Tropical Africa is subject to weather extremes at a variety of space- and time-scales, leading to droughts, floods and severe storms. The weather has a huge impact on the local population: droughts and floods impact on weather dependent industries such as agriculture or fishing, which much of the population rely on for their livelihoods, while severe storms can lead to destruction of property and even loss of life. Despite this, global numerical weather prediction performance remains notoriously poor in tropical Africa, particularly at smaller scales.

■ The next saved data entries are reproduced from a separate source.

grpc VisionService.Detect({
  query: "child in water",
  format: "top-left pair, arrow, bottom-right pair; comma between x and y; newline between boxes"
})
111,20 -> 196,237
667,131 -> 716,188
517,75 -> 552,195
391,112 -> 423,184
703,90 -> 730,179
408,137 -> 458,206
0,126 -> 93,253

The UK Met Office has recently begun running an ensemble weather forecasting system for tropical Africa at convection permitting scale (4.4 km). This forecasting system clearly has enormous potential to enable improved weather forecasts in  tropical Africa. Previous studies indicate that convection permitting models can provide greater skill than lower resolution global models for sub-regions within tropical Africa. However, skill remains fairly poor and further evaluation work is necessary to identify potential model improvements.

This presentation describes an evaluation of the lifecycles of convective systems in the UK Met Office tropical Africa model. 10.8 micron brightness temperatures are used to identify and follow convective systems both in the model and in geostationary satellite observations, which provide both high temporal (15 minute) and spatial (~3 km) resolution. We evaluate the size, diurnal cycle, propagation, initiation and lifecycle of convective systems in the model and the link between these properties and the magnitude of surface precipitation produced. Finally we analyse and evaluate the response of storm systems and hence precipitation in the model to large scale atmospheric drivers such as the Madden-Julian Oscillation and African easterly waves. This process oriented evaluation helps identify of the causes of model errors, facilitating future improvements in the model.